しかし、事業が軌道に乗るにつれ、製造メーカーであることに起因する問題も浮き彫りになる。できあがったモノを営業マンが売ってくることが本業の社内では、工事や施工などについて、経営陣はじめ当の事業部以外の社員からの理解が得られない部分があったのだ。
独立、女性の力を活かした会社に
こういった経緯があり、同氏は2013年10月に独立、株式会社マークプランニングを設立する。考え抜いた上での決断だった。
実はこのとき、同氏は前職の事業部から女性2名と一緒に独立している。女性の力に注目していた同氏は、女性を活かした会社にしたいという想いのもと、女性を責任者に置いて同社をスタートさせたのだ。

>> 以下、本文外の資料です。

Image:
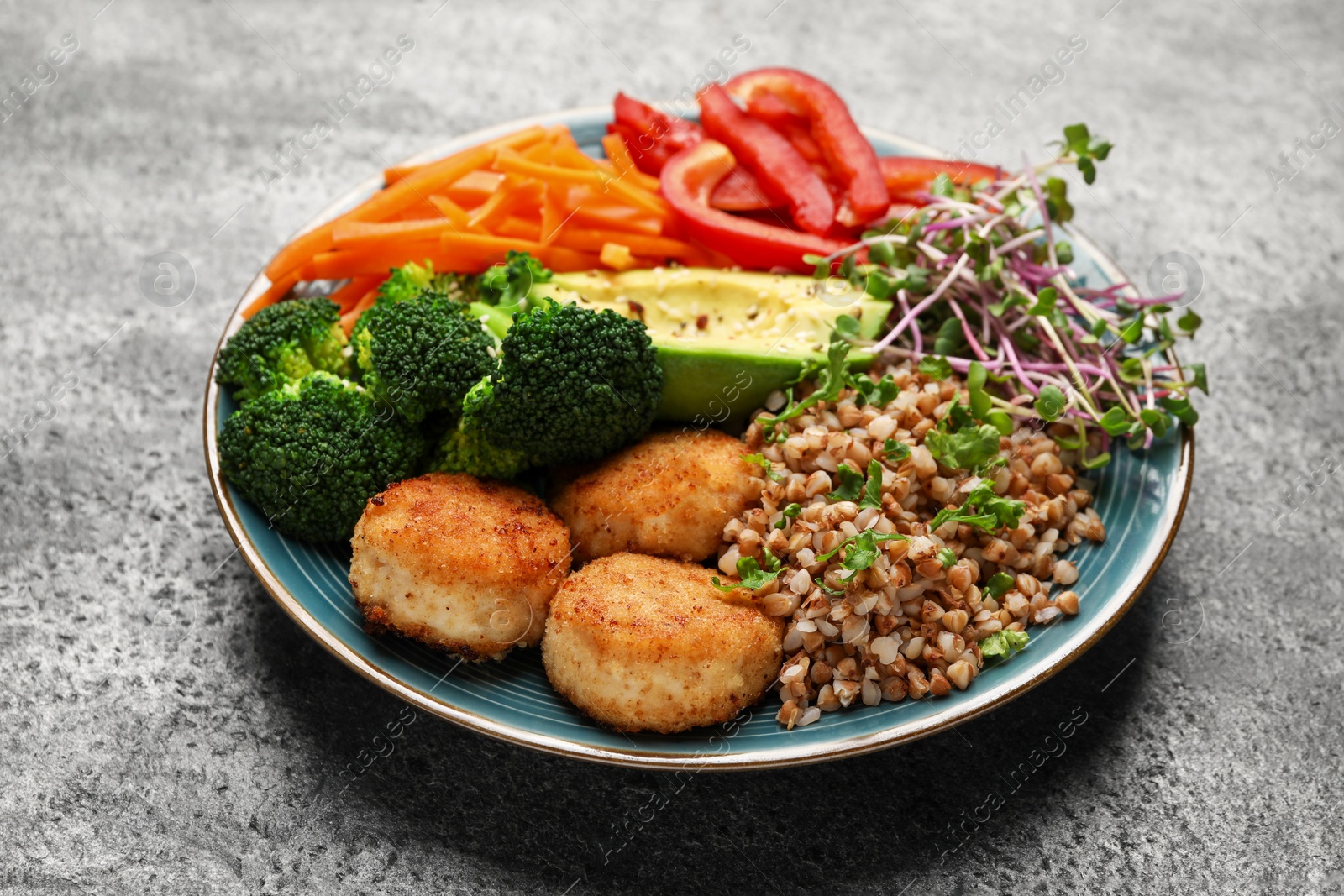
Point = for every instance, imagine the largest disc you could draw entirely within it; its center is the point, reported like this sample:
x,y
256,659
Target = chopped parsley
x,y
983,510
1003,642
851,483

営業部マネージャーの長澤佳代子氏は、営業スキルはもちろんだが、女性ならではの視点や気づきも多く、クライアントと懇意になるスピードが早い。理解力および情報収集力にもたけ、そのスキルを活かし、重要キーマンとの信頼を築くことでクライアントの決断を早く得られるなどメリットは多い。同氏は女性営業の力を改めて実感している。
大手の下請けにはならない
もう一人の女性は営業部プランナーの鈴木満智子氏。CADのスペシャリストとして彼女を入れたことで、中小企業ならではの、大手企業にはないレスポンスの早さを実現できたという。すべての行程が分業制である大手企業は、ひとつの工事に対して営業、設計、工事担当、と多くの人間や部署が関わり、これが各部署を書面で回っていくため、時間も予算もかかり、何よりレスポンスが遅い。これに対し、同社では、代表である佐藤氏と女性2名、営業職でトップセールスのリーダー・小堺圭亮氏の4名体制。この規模を活かしたレスポンスの早さでは、絶対に他社に負けない自信を持っている。

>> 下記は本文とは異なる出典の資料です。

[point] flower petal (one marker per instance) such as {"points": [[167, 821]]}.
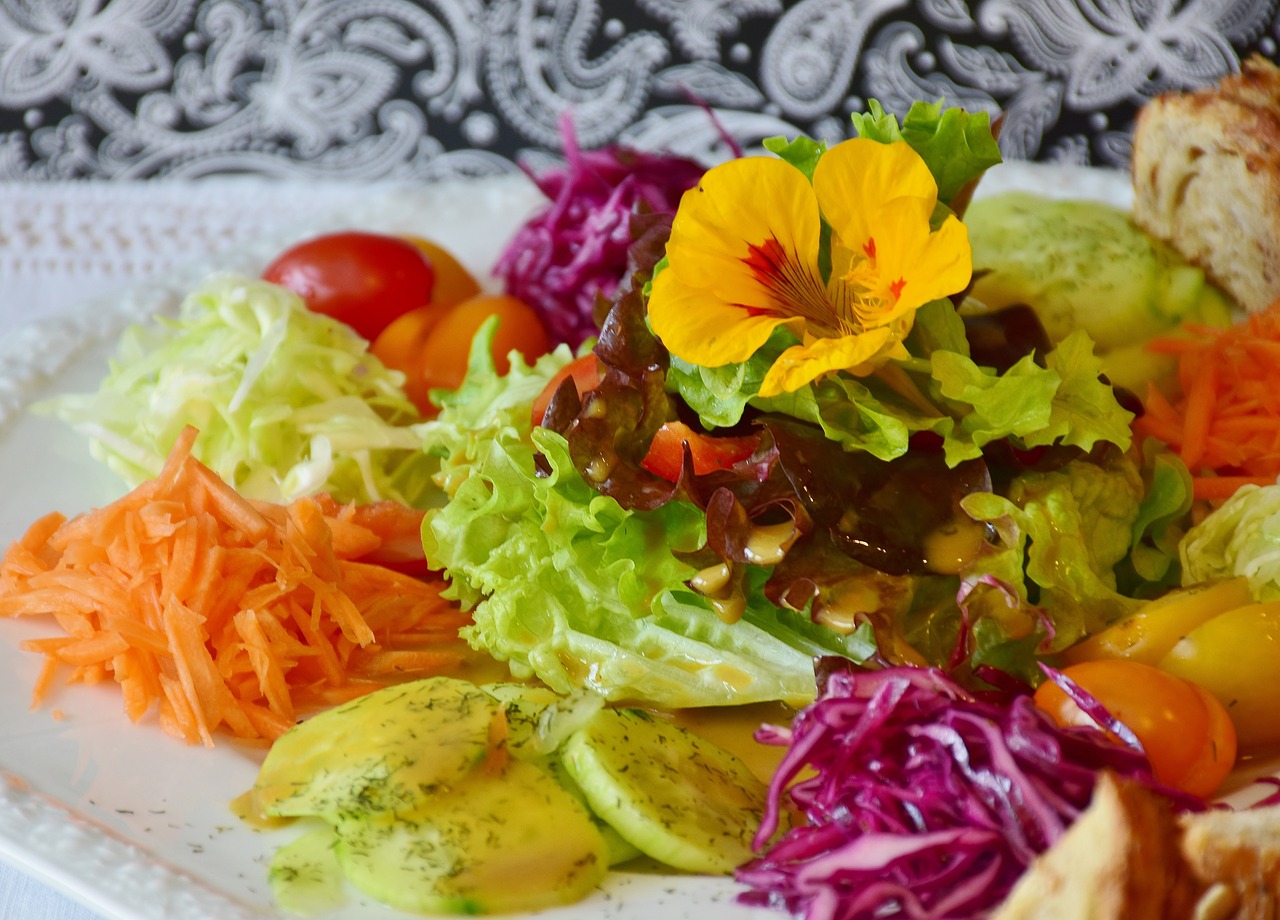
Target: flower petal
{"points": [[800, 365], [928, 265], [700, 328], [743, 260], [858, 177]]}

建設業界は特に古い体質を引きずっている業種だ。同社ではレスポンスを、またニーズを的確に取り入れた提案を早くすることでクライアントとの信頼関係を早く築くことを重視している。業界の他の中小企業のように大手の下請けを目指すのではなく、独自に大手の施主、エンドユーザーと直接関わることで、彼らのニーズを直接探ることができ、下請けでない分、利益も上がる。
ゼネコンを経由して提案をすれば、単価で2、3割は割高になる。ここからゼネコンが2、3割抜いた上で、仕事自体は下請けに発注する。この下請けが更にその下請けに仕事を発注して、という構図は未だ変わっていないのだ。
クライアントとの信頼関係を最重視
同社のような方法で差別化を図るには、顧客との信頼関係が何よりも大切だ。下請けという立場ではなく直接クライアントと関わる以上、トラブルがあれば100%が同社の責任になり、仕事も失ってしまう。レスポンスの早さはもちろんだが、現場での施工に関しても安全面やクレーム防止に最大限の注意を払う必要があるのだ。ここには同社社員だけではなく、同社が依頼する職人たちとの意識共有という大きな問題がある。

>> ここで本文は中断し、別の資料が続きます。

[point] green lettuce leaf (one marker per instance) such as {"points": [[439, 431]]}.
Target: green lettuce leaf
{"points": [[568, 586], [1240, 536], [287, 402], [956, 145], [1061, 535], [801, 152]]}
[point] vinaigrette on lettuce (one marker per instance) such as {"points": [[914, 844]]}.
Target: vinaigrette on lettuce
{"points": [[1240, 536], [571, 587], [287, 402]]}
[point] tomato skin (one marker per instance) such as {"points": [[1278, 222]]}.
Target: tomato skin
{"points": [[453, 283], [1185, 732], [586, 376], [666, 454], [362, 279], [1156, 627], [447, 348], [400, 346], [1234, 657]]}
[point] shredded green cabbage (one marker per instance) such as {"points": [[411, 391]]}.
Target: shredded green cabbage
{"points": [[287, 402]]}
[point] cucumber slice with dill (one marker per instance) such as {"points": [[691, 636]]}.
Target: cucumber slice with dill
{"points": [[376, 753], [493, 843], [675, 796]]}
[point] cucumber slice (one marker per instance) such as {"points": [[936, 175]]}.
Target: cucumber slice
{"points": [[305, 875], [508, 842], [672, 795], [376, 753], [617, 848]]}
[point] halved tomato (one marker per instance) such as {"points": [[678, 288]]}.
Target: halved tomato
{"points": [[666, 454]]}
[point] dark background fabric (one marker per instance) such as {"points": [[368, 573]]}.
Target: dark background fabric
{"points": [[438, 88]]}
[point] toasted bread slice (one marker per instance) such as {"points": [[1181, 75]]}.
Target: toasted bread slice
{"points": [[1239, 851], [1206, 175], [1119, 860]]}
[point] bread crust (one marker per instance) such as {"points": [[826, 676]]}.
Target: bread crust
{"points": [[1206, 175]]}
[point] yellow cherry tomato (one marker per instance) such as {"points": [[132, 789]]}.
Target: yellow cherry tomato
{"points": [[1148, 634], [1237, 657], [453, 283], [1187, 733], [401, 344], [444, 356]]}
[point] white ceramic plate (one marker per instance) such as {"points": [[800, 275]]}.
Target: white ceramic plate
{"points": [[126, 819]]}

昨夏、同社はホテルチェーンである「チサンホテル」の内装工事を請け負った。2000万円を超える大規模な受注だったが、このときも職人たちとの意識共有を特に重視したという。ホテルでの仕事は、利用者(宿泊客)に迷惑をかけないことが最優先だ。対策のひとつとして、宿泊客に迷惑がかからない時間帯のみに作業を行うことを徹底したが、工期に追われる職業柄、思うように理解してくれない職人もいたという。しかし、こうした取り組みの結果、チサンホテルでの内装工事は先方から「来年もお願いします」との言葉を得られたという。
分煙を入り口に総合的な空間プロデュースを
さらに、同社では、分煙事業はあくまで入り口に過ぎないと捉えている。まずは分煙事業で反響営業を行い、大手顧客と口座開設し、懇意になる。そこで終わらずに、そこからどれだけ広げられるかが重要であると考えている。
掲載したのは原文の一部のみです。